The northern sequence of sites (proposed Sites SPG-1A–SPG-7A) is placed on crust of steadily increasing age from east to west (Fig. F2). They range in age from 7 to as much as 125 Ma (proposed Site SPG-1A). Crust age of the southern sites ranges from 39 to 73 Ma. Their water depths generally follow the classic curve (Parsons and Sclater, 1977) of increasing water depth with increasing basement age (Fig. F2). These sites are necessary to meet our fourth objective (to document the evolution of basalt hydrology and its implications for metabolic habitability and microbial communities in ocean crust under very thin sediment cover).

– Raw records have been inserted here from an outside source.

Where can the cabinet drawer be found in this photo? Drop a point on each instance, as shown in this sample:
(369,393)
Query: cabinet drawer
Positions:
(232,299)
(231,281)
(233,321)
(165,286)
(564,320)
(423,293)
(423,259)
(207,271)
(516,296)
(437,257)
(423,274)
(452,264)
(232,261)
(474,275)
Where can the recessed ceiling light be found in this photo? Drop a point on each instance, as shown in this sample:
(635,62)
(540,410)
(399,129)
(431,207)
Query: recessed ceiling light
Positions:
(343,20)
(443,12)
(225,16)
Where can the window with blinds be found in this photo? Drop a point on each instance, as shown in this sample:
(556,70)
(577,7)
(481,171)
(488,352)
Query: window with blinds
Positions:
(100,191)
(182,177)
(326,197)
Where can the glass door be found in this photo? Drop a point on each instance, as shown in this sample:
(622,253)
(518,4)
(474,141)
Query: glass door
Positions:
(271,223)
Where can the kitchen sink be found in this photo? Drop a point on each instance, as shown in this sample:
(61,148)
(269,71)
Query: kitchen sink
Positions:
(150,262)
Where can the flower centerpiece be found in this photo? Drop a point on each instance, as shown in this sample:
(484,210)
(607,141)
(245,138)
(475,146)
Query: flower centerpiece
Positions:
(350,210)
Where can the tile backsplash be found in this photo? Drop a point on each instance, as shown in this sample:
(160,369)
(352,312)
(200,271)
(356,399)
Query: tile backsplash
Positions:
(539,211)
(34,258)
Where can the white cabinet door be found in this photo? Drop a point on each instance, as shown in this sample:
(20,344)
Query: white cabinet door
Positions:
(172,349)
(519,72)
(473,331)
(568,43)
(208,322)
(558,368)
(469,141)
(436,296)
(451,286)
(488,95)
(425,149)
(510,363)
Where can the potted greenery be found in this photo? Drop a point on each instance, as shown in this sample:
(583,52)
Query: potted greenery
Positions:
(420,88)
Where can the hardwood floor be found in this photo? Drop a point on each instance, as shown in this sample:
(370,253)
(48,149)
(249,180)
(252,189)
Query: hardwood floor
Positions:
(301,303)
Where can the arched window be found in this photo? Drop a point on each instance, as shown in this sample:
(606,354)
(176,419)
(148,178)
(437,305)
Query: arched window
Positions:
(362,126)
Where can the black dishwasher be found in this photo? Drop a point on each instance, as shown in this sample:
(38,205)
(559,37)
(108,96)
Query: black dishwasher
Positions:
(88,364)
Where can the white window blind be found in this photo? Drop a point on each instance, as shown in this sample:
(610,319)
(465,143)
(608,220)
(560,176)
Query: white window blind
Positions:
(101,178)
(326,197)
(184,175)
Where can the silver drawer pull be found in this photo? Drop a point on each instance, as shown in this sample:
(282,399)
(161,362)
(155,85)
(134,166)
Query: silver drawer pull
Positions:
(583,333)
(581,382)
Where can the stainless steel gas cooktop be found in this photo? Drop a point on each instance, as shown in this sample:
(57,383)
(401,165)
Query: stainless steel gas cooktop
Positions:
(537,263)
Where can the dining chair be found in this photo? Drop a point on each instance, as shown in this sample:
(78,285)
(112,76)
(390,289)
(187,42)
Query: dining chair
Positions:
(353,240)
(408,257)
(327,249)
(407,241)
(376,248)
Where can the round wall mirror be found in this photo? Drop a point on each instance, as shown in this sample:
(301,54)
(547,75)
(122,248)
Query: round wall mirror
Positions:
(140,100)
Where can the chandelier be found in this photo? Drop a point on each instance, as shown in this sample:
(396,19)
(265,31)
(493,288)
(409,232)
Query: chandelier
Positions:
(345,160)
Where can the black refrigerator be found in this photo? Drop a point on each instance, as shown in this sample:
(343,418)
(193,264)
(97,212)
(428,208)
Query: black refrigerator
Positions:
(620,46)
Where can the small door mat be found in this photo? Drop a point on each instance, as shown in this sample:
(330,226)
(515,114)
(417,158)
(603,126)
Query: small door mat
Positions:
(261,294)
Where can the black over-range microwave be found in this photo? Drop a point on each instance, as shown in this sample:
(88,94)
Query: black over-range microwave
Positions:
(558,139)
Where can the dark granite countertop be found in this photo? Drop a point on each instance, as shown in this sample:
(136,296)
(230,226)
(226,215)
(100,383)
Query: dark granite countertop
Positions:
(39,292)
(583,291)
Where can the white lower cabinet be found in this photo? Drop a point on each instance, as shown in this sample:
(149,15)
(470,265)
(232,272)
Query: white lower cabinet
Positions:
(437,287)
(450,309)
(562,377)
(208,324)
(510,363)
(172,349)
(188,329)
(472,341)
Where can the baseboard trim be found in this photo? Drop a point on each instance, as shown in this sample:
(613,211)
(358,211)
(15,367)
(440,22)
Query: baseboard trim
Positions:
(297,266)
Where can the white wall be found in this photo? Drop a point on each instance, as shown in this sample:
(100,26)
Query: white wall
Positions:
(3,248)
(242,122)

We propose to drill three or four sediment holes with the advanced piston corer (APC) at each site. We also propose to drill and log a single hole into the upper basement at three select sites (to at least 100 m below the sediment/basalt interface). In the first sediment hole, we will sample for microbiological and geochemical analyses at regular intervals in each core. This sampling will include O2 measurements immediately after core recovery. This record will be immediately used to (1) define broad downhole microbiological and biogeochemical trends, (2) identify horizons of special interest (including, but not limited to, the sediment/basalt interface, redox interfaces, metalliferous layers), and (3) identify diagnostic properties of those horizons. Cores from the second hole will be used for (1) key biogeochemical and physical property measurements that rely on optodes or electrodes inserted into whole cores (e.g., dissolved O2 concentrations and electrical resistivity) and (2) close sampling of key horizons identified from the first hole. The third hole will be used for high-resolution sampling of special horizons identified in the first and second holes. The fourth hole will provide a continuous record of sediment appropriate for high-resolution paleoceanographic sampling. Where circumstances only allow coring of three holes, the cores from the final hole will generally be retained as a continuous record; they may be used for high-resolution electrode or optode analyses. This multihole strategy is necessary because (1) microbiological and biogeochemical studies are time- and labor-intensive and (2) microbiological and biogeochemical analyses require immediate sampling, whereas optode measurements require cores to thermally equilibrate for several hours before analysis (Fischer et al., 2009). Shipboard core flow will be arranged to maintain maximal sample integrity for microbiological and biogeochemical analyses, as successfully executed during Leg 201.

This drilling strategy will require the shipboard scientists to rapidly generate data from each sediment hole in order to guide sampling at the next hole. Key redox species, particularly dissolved O2 (but also including NO3, Fe(II), Mn(II), and SO42– to the extent possible) will be immediately measured from samples taken from freshly cut ends of cores as they arrive on the catwalk. Cut-off syringe samples will be taken on the catwalk from cut core ends for contamination tracing (perflourocarbon), cell counts, and volatile hydrocarbons (methane, etc.). The gas chromatograph for perfluorocarbon analysis will be operated continuously, so recovered cores can be immediately assayed for potential microbial contamination (Smith et al., 2000a, 2000b; House et al., 2003). Rapid turnaround on these assays (<10 min/sample) will allow us to focus resources on uncontaminated samples while working in a microbiologically relevant time frame.